努力するのを手伝って
私の看護観を少し初めにお話しします。
新人看護師の時、頑張りたいという気持ちを、ひきだせる看護師になりたいと思っていました。
看護師になってから10年経ち、今も
可能性を信じることのできる看護師になりたいと思っています。
この思いの根底には、人はいくつになっても、障がいがあっても
自分で自分を幸せにできる
努力してできるようになる
可能性を秘めていると思うからです。
どうして?を持ち続ける
私が働く高齢者施設では、
一人ひとり得意なことも様々中、得意分野を活かしながら、皆さんゆっくりと過ごされています。
その得意なこと=長所を生かすことが、成功のカギなのだと思います。
これは、その人の趣味や長所を伸ばす
「モンテッソーリケア」と共通します。
また、障害者デイサービスでは、
皆好きなものが違ったり、人とコミュニケーションをとる方法も違います。
中には、思いを言葉にすることが難しい方もいて、
ジェスチャーや表情で訴えられると、
どんな対応が良いのかわからず、試行錯誤の連続です。
どうして大きな声がでるのだろう?
飛び跳ねるのはなぜなんだろう?
いつも動いていると疲れないのかしら?
とはじめのうち、疑問に思うことがありました。
これらは、自閉症に特徴的なご様子です。
これらのどうして?のヒントを得たくて、自閉症の当事者さんが書かれた本を読みました。

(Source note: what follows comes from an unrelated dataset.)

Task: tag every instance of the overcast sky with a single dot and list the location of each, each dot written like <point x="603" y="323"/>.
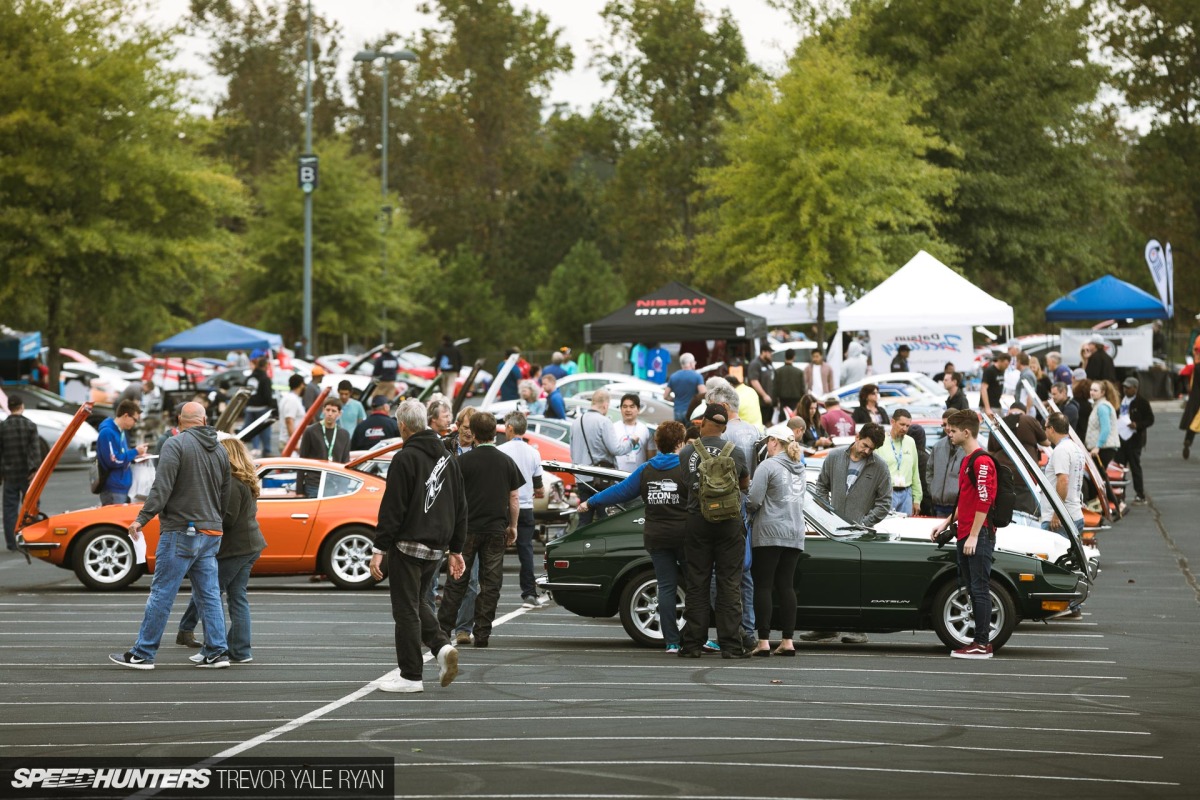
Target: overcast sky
<point x="767" y="32"/>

とても有名な本なので、既に、読まれた方もいらっしゃると思います。
「自閉症の僕が跳びはねる理由」
自閉症の当事者である、東田直樹さんが中学生の時に書かれた本です。
私の疑問に対する答えを、まさに東田さんは本の中で書いてくださってました。
もちろん、自閉症の方すべてが同じことを思っているわけではないでしょうけれど
ヒントや気付きが、たくさんちりばめられた本でした。
その中で、「何かをやらされることはきらいですか?」という質問に、
東田さんが答えている箇所があります。
ずっと、僕たちを見ていて欲しいのです。見ていてというのは、教えることをあきらめないで下さいということです。どうして見ていてという表現を使ったかというと、見ていてくれるだけでも、僕たちは強くなれるからです。(中略)頑張りたい気持ちはみんなと同じなのです。(中略)どうか、僕たちが努力するのを最後まで手伝ってください。
自閉症の僕が跳びはねる理由 東田直樹著より
ひとりでできるように手伝って
モンテッソーリケアの中に、
「ひとりでできるように手伝って」という概念があります。
モンテッソーリ教育では、子どもは自ら育つ力を生来持っている。大人はお手本を見せることで導く、という考え方です。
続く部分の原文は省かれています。